As the gypsy took two or three steps forward, and was about to
interrogate Michael Strogoff more closely, the door of the cottage opened. He
could just see a woman, who spoke quickly in a language which Michael Strogoff
knew to be a mixture of Mongol and Siberian.
"Another spy! Let him alone, and come to supper. The papluka is waiting
for you."
Michael Strogoff could not help smiling at the epithet bestowed on him,
dreading spies as he did above all else.
In the same dialect, although his accent was very different, the Bohemian
replied in words which signify, "You are right, Sangarre! Besides, we start
to-morrow."
"To-morrow?" repeated the woman in surprise.
"Yes, Sangarre," replied the Bohemian; "to-morrow, and the Father himself
sends us--where we are going!"
Thereupon the man and woman entered the cottage, and carefully closed the
door.
"Good!" said Michael Strogoff, to himself; "if these gipsies do not wish
to be understood when they speak before me, they had better use some other
language."
From his Siberian origin, and because he had passed his childhood in the
Steppes, Michael Strogoff, it has been said, understood almost all the
languages in usage from Tartary to the Sea of Ice. As to the exact
signification of the words he had heard, he did not trouble his head. For why
should it interest him?
It was already late when he thought of returning to his inn to take some
repose. He followed, as he did so, the course of the Volga, whose waters were
almost hidden under the countless number of boats floating on its bosom.
An hour after, Michael Strogoff was sleeping soundly on one of those
Russian beds which always seem so hard to strangers, and on the morrow, the
17th of July, he awoke at break of day.
He had still five hours to pass in Nijni-Novgorod; it seemed to him an
age.
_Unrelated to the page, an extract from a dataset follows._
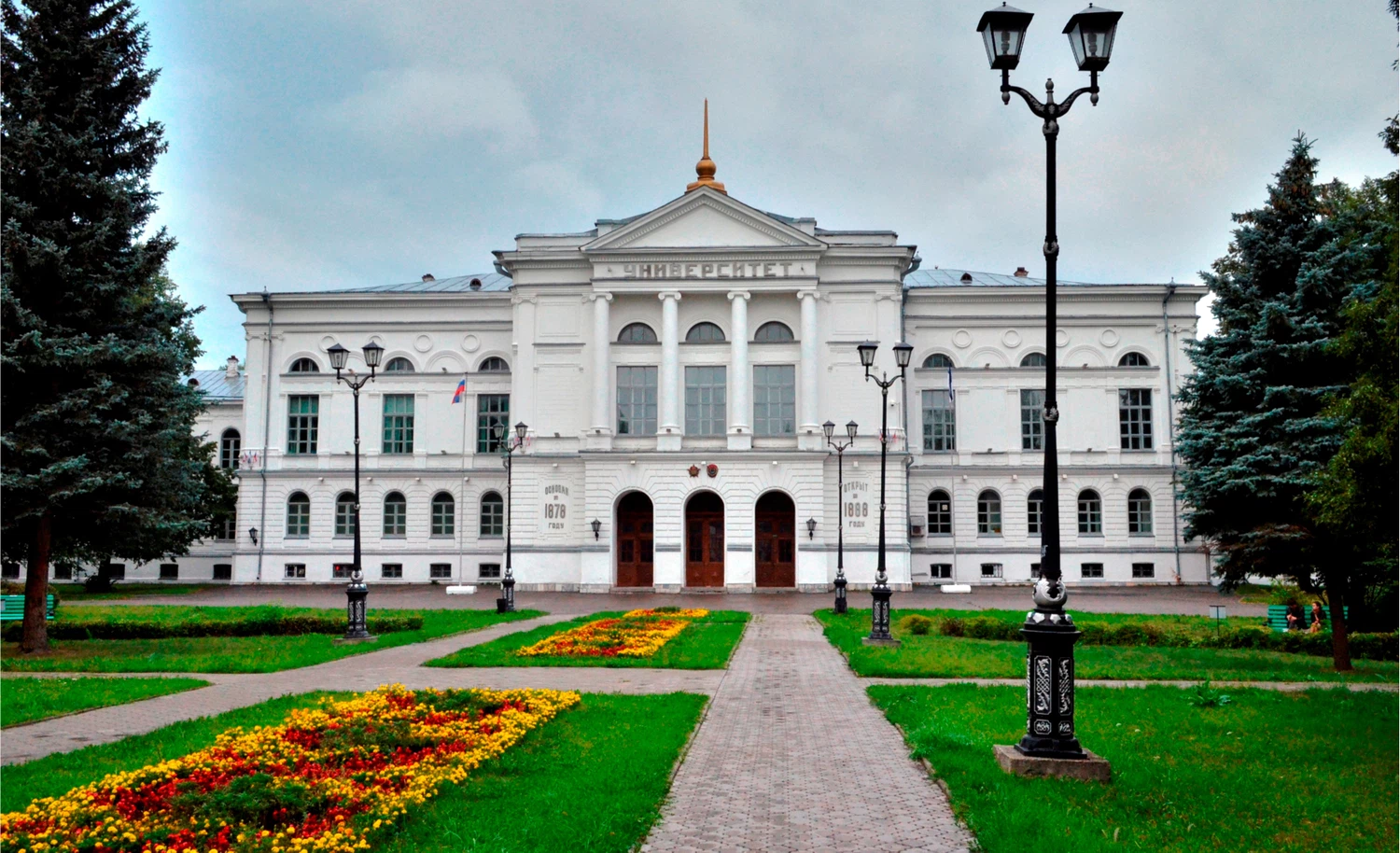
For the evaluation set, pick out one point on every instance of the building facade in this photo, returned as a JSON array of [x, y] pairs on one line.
[[672, 371]]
How was he to spend the morning unless in wandering, as he had done the
evening before, through the streets? By the time he had finished his
breakfast, strapped up his bag, had his podorojna inspected at the police
office, he would have nothing to do but start. But he was not a man to lie in
bed after the sun had risen; so he rose, dressed himself, placed the letter
with the imperial arms on it carefully at the bottom of its usual pocket
within the lining of his coat, over which he fastened his belt; he then closed
his bag and threw it over his shoulder. This done, he had no wish to return to
the City of Constantinople, and intending to breakfast on the bank of the
Volga near the wharf, he settled his bill and left the inn. By way of
precaution, Michael Strogoff went first to the office of the steam-packet
company, and there made sure that the Caucasus would start at the appointed
hour. As he did so, the thought for the first time struck him that, since the
young Livonian girl was going to Perm, it was very possible that her intention
was also to embark in the Caucasus, in which case he should accompany her.
The town above with its kremlin, whose circumference measures two versts,
and which resembles that of Moscow, was altogether abandoned. Even the
governor did not reside there. But if the town above was like a city of the
dead, the town below, at all events, was alive.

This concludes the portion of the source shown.